Antwort: Raschi denkt nicht an sich selbst. Er zitiert nur den Talmud oder Midrasch, von dem er meint, dass er hier eine gute und ausreichende Erklärung gibt.

Alle Ihre Argumente sind richtig, scheitern aber an einem Punkt: Warum muss die Tora eine natürliche und tränenreiche Begegnung nach so vielen Jahren der Trennung so detailliert beschreiben? Natürlich spielen hier viele menschliche Emotionen eine Rolle, aber sie sind selbstverständlich.

Die Tora ist kein Familienroman, wie es der jüdischen Familie im Laufe der Jahre ergangen ist, sondern ein Buch der religiösen Unterweisung. Das Wort Tora bedeutet religiöse Erziehung. Nur sehr hochrangige religiöse Menschen spielen dabei eine führende Rolle. Warum wird das Auf und Ab all der Millionen anderer Menschen, die zu dieser Zeit gelebt haben, nicht erwähnt? Denn das passt nicht in den Rahmen und Zweck der Tora.

Die Tora beschreibt nur, wie man mit verschiedenen Formen von Wohlstand und Widrigkeiten auf religiöse Weise umgehen kann. Die Menschen, die in der Tora beschrieben werden, sind sicherlich nicht Charles Heston aus den Zehn Geboten. Dass ihre Reaktion erwähnt wird, muss in einem religiösen Sinne etwas für die Nachkommenschaft, für die Zukunft von Klal Jisraeel und die Zukunft der Religion bedeuten.

Josef und Benjamin repräsentieren zwei Formen religiöser Erfahrung und zwei Heiligtümer (G’ttes Königreich auf Erden), und die einzige Frage im Leben dieser Prototypen religiöser Menschen ist, wie sie die Zukunft der Errichtung von G’ttes Königreich auf Erden wahrnahmen und voraussahen.
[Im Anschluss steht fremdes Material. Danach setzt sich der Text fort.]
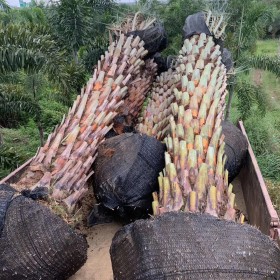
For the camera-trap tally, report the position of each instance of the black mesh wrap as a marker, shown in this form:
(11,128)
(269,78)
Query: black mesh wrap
(235,149)
(179,245)
(154,37)
(227,59)
(126,172)
(36,244)
(195,24)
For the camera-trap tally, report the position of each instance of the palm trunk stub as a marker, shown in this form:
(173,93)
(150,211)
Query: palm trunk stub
(63,166)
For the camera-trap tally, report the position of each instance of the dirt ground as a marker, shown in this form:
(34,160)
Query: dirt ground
(98,265)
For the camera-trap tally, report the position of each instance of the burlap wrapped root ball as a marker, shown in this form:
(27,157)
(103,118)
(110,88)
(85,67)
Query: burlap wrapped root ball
(35,243)
(236,147)
(126,174)
(184,246)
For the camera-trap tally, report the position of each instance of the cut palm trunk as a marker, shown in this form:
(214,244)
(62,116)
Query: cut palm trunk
(194,178)
(62,167)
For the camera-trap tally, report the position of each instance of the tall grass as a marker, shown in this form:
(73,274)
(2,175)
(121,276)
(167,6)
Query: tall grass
(264,130)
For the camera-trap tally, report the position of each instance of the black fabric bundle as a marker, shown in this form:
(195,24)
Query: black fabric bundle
(34,243)
(126,171)
(235,149)
(184,246)
(154,37)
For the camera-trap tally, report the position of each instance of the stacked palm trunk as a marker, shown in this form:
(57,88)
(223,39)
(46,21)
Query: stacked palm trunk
(63,165)
(188,115)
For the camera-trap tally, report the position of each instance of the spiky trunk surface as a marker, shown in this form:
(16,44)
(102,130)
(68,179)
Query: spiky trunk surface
(155,119)
(194,178)
(63,165)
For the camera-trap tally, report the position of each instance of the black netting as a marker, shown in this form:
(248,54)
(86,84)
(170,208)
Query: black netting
(126,172)
(195,24)
(227,59)
(36,244)
(155,38)
(193,246)
(235,149)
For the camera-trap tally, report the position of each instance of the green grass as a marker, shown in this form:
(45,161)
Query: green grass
(22,142)
(264,131)
(267,47)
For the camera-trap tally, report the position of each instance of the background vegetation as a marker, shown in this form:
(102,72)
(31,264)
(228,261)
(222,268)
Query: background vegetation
(48,52)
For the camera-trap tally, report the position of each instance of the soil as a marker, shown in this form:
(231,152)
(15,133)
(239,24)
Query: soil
(98,265)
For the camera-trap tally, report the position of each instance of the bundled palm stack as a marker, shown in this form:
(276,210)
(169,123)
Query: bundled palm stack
(62,167)
(151,31)
(191,112)
(194,178)
(138,89)
(194,193)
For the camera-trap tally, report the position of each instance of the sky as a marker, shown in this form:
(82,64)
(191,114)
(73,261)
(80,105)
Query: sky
(15,3)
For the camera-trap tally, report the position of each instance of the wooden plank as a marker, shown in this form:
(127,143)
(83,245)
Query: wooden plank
(14,176)
(260,210)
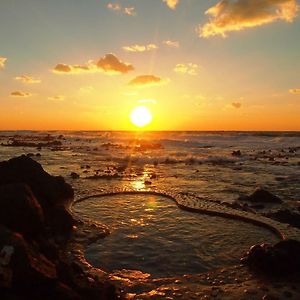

Sie sahen, dass sinat chinam, Hass auf nichts und Bruderzwist, die Tempel völlig zerstört und konnten so ihre persönlichen Gefühle mit den Gefühlen der Schechina verbinden, wie wir einander und G’tt behandeln.

In diesem Zusammentreffen von persönlichen und volkstümlichen Ereignissen mit hohem religiösem Gehalt gelang es beispielsweise Josef und Benjamin, ihre persönlichen und zukunftsorientierten Emotionen von Klal Jisrael als Träger des Namens G’tt und ihre religiösen Gefühle zu synchronisieren und in Einklang zu bringen. Wir müssen immer wieder versuchen zu fühlen, was z.B. die vertriebene Schechina fühlen muss, wenn durch einen Bruderzwist das Heiligste des jüdischen Volkes – seine Tempel – zerstört werden.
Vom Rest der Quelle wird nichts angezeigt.